Bref nous prenons nos habitudes et rentrons dans une routine agréable, où les moments les plus simples deviennent palpitants : un arbre en fleur se dessinant sur la montagne, un chevreau tétant sa mère, ou la décision de prendre ou non tel ou tel chemin.

Les montagnes et le "stairway to heaven" au fond
D’ailleurs c’est à l’une de ces intersections, où, nous étions trompés, et alors que je me soulageais la vessie tout en écoutant le « bruit blanc de l’eau » que tout à coup, le son relaxant de la rivière fut couvert par un autre bruit assourdissant et autrement plus menaçant. Remballant Popol vitesse grand V, me voilà en train de courir vers Sibylle en lui criant : « COURS ! COURS ! un essaim de guêpes nous fonce dessus ». Nous voilà alors, courant aussi vite qu’on peut avec nos sacs de 10kg sur un chemin rocailleux, poursuivis par des milliers de guêpes. Ca nous fout une belle trouille surtout lorsqu’elles nous volent au dessus en bourdonnant. Finalement, ça ne devait pas être à nous qu’elles en voulaient puisqu’elles n’auront fait que passer, mais ça nous aura fichu une sacrée frousse et c’est pantelant de l’effort fourni que l’on s’est pris une pause bien méritée avant de rejoindre Timang ou bien était-ce Pisang ?
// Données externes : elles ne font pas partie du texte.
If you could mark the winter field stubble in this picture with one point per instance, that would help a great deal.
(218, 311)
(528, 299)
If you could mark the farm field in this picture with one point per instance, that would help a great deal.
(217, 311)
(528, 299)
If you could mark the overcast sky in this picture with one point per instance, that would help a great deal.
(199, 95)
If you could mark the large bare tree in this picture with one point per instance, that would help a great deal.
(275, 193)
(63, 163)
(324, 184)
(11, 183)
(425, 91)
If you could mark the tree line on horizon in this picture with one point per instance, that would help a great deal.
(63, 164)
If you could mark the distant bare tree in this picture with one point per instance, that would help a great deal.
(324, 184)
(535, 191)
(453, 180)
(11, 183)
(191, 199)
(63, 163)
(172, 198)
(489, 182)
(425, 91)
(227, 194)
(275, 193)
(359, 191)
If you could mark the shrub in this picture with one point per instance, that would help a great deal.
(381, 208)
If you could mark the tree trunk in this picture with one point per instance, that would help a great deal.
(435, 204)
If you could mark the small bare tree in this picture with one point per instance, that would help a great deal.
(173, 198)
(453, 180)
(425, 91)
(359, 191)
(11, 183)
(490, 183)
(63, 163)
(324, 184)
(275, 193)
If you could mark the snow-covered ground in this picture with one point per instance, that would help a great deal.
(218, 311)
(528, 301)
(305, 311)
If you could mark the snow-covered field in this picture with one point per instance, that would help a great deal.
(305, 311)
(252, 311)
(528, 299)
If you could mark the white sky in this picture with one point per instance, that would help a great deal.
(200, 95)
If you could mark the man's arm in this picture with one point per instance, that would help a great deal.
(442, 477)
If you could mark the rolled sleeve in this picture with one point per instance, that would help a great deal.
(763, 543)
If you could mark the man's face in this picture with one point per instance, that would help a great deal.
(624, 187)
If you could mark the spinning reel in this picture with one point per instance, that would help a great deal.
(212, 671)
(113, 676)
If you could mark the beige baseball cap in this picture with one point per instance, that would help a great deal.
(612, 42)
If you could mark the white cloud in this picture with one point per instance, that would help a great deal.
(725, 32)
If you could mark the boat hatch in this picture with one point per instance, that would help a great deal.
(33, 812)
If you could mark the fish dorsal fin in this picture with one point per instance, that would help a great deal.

Le paysage enneigé aux alentours de Pisang
Jour 7 :

Il est 8h du matin, nous sommes à 3200m et le manque d’oxygène se fait sentir. Un léger mal de tête me taraude depuis notre arrivée, mais rien de bien méchant, par contre j’ai régulièrement besoin de prendre une grande bouffée d’air, car j’ai l’impression de suffoquer. Du coup la nuit n’aura pas été aussi reposante que prévue et je me suis réveillé à de nombreuses reprises. D’autant plus que nous avons discuté hier soir avec une Hollandaise qui redescendait de Manang, car le col était fermé pour cause de neige et 2 porteurs Népalais sont morts. L’un a attrapé le mal d’altitude et est tombé du chemin, quand l’autre est descendu pour l’aider, ils ont été pris dans une fatale tempête de neige…
Avant le départ, je prends un Doliprane et ma migraine passe rapidement, Sibylle, elle, ne souhaite pas fausser les symptômes et décide de ne rien prendre malgré le fait qu’elle souffre comme moi.

Des chevaux paissant dans les montagnes
C’est d’une humeur mitigée que nous entamons l’étape vers Manang, 3500m, et premier village de haute altitude.
Le paysage a complètement changé, les forêts d’arbres en fleurs ont disparues, plus de rizières non plus, nous marchons dans la neige à travers des steppes désertiques.

Le désert des montagnes
On voit de plus en plus régulièrement des moulins à prières ainsi que des Chorten, simples entassements de pierres, sacrés, qu’il faut contourner par la gauche.
Moulin à prières

Un moulin à prières et un Chorten au fond

Nous essayons de négocier notre repas de déjeuner (comme d’habitude) mais les restaurants nous renvoient dans les roses, et nous continuons notre chemin pour trouver une petite masure, où des locaux nous proposent un plat à un prix très compétitif. Du coup on passe un déjeuner avec des vrais népalais au milieu de nulle part.
Après le déjeuner, nous repartons pour 15 minutes de marche et arrivons enfin à Manang.